Wednesday 22 June 2016

Inside The Author: Why I Write Two Books At Once



WHY I WRITE TWO BOOKS AT ONCE 

For all of my adult life, I have been someone who likes to have things in reserve. I don't know whether or not it's linked to my chronic illnesses and my inability to predict from one day to the next how I'll be feeling, or if it's the organised planner in me, but I've always wanted to be ahead and to make sure that when someone asks for something, I have it ready for them. I’m the same with my university work; for every course I’ve done over the past five years, I’ve always gotten at least two weeks ahead of the schedule so that if I were to fall ill, or need to take a week off, I wouldn't spend it worrying about being late or behind with an assignment. I’m the same with my writing.

It didn't start out like that; in the beginning, I was more than happy to be writing one book, never mind two! If I was lucky, a book got written to my own schedule... and then something changed. It was when I was writing WAITING ON YOU. It was 2007 and I’d had the idea for about six months before I put pen to paper, or rather, fingers to keyboard. I got to about chapter eleven before I realised that I had no idea where to take it from there. Now, if you follow my blog, you'll know that I am a planner. I plan everything! I have a chapter plan that I try to follow and I always know where my story is going, or at least where I planned for it to go! Yet, I just sat there as the hours turned to days, and the days to weeks, with no idea how to get from the middle of chapter eleven to the beginning of chapter twelve. I was blocked!

It wasn't like the usual writer's block, or at least it wasn't like my usual writer's block. I had plenty of ideas, I was brimming with them...they just weren't for that book! As well as my standalone books, I write a series called DYING THOUGHTS. I had written the third one and finished it before starting WAITING ON YOU. I usually liked to take a break between those books and write a standalone, which I was doing. Yet, my brain was bombarded with ideas for the fourth DYING THOUGHTS book and I was more than inspired. I swear that I could have written it there and then if I wasn't so determined to finish what I had started.

You see, like any other writer, I had started pieces early on in my career that had never really gone anywhere. I guess I was trying to find my feet and because I'm organised and had never really thought the ideas were so bad they should be dumped, I'd filed them away to use at a later date. One of those because my fifth book, LYNNE & HOPE, and another one has morphed into a book I'm writing now. Anyway, I'm getting off track. So, I have all these ideas, but I'm telling myself that I can't write them because I HAVE to finish WAITING ON YOU. It was like talking to a wall because my brain did not seem to want to accept those messages.

So, I tried to compromise. I wrote out the chapter plan for the fourth DYING THOUGHTS book and put it to one side. I went back to WAITING ON YOU. Nope, wasn't happening.
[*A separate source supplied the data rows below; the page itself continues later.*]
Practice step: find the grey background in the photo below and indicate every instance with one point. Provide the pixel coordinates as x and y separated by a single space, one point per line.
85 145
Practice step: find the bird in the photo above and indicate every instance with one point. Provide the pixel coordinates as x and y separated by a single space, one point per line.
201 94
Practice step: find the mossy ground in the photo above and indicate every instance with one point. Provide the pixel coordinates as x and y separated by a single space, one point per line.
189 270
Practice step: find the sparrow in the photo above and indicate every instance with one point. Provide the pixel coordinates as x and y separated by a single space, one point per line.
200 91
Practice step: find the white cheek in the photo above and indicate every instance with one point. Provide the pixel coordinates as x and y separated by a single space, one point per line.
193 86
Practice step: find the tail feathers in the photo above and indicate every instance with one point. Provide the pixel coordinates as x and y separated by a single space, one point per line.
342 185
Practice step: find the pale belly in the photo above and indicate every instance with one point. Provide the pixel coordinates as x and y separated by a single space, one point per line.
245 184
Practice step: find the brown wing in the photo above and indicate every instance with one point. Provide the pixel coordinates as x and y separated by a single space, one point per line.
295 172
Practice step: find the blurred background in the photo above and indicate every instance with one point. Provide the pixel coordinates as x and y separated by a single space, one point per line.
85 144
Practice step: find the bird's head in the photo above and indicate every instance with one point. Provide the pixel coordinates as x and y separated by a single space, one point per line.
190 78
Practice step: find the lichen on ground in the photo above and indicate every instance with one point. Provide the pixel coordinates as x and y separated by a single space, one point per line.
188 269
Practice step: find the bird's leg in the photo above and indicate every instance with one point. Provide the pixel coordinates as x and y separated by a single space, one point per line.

I spoke to friends about it, I called my parents and spoke at length about how this was a real dilemma and I was stuck with no idea what to do. It was my friend Libby who eventually found the answer. She said that I should write the first eleven chapters of the other book and then go back to WAITING ON YOU and see if that helped get the ideas out of my head, clearing the way for me to finish chapter eleven. I thought about it for only a minute or two before agreeing that it was the best way forward.

You know what happened after I wrote up to chapter eleven of the fourth DYING THOUGHTS book? The writer's block for WAITING ON YOU cleared up as if it was an infection and I'd thrown major antibiotics at it. It was GONE! So, I was finally able to write the ending to chapter eleven and start, and finish, chapter twelve. Problem solved, right?

WRONG! Once I got to chapter thirteen, I was dying to write some more of the other book. So, I went back to Libby and she told me to try writing them side by side. Do two chapters of one and then do two of another. At this point, my second book hadn't been published and so I was writing books seven and eight. I did as she suggested and bam! I was writing and writing, switching after two chapters and getting chapter after chapter written. I never got the plots mixed up. I never found myself desperate to write part of the other, and it worked for me.

So, when I finally finished the book, it was 2010 and I was just about to have book two published under the Bug Books indie label. I planned to release one book a year, but with so many in "standby" as it were, we decided to release books three and four in early 2012 with book five coming in the summer of 2012. After that I realised that with five books released, I had very little back up. As I said at the beginning of this piece, I like to have something in reserve and because it had worked so well before, and also because I had ideas for another two books banging around my head, I decided to continue to write two books at once.

I am now working on books eleven and twelve. I am happy with the arrangement, and although I still only release one book a year, that may change if I get to the point where I have a large backlog. It gives me a chance to work on a DYING THOUGHTS book alongside a standalone and although I still get writer's block, I usually find that switching after two chapters allows my mind to not get too far ahead of itself, and keep the ideas coming. I know that a lot of writers work on more than one piece of work at a time and I think that if it works for you, then why not do it? After all, as the saying goes, if it ain't broke, why change it?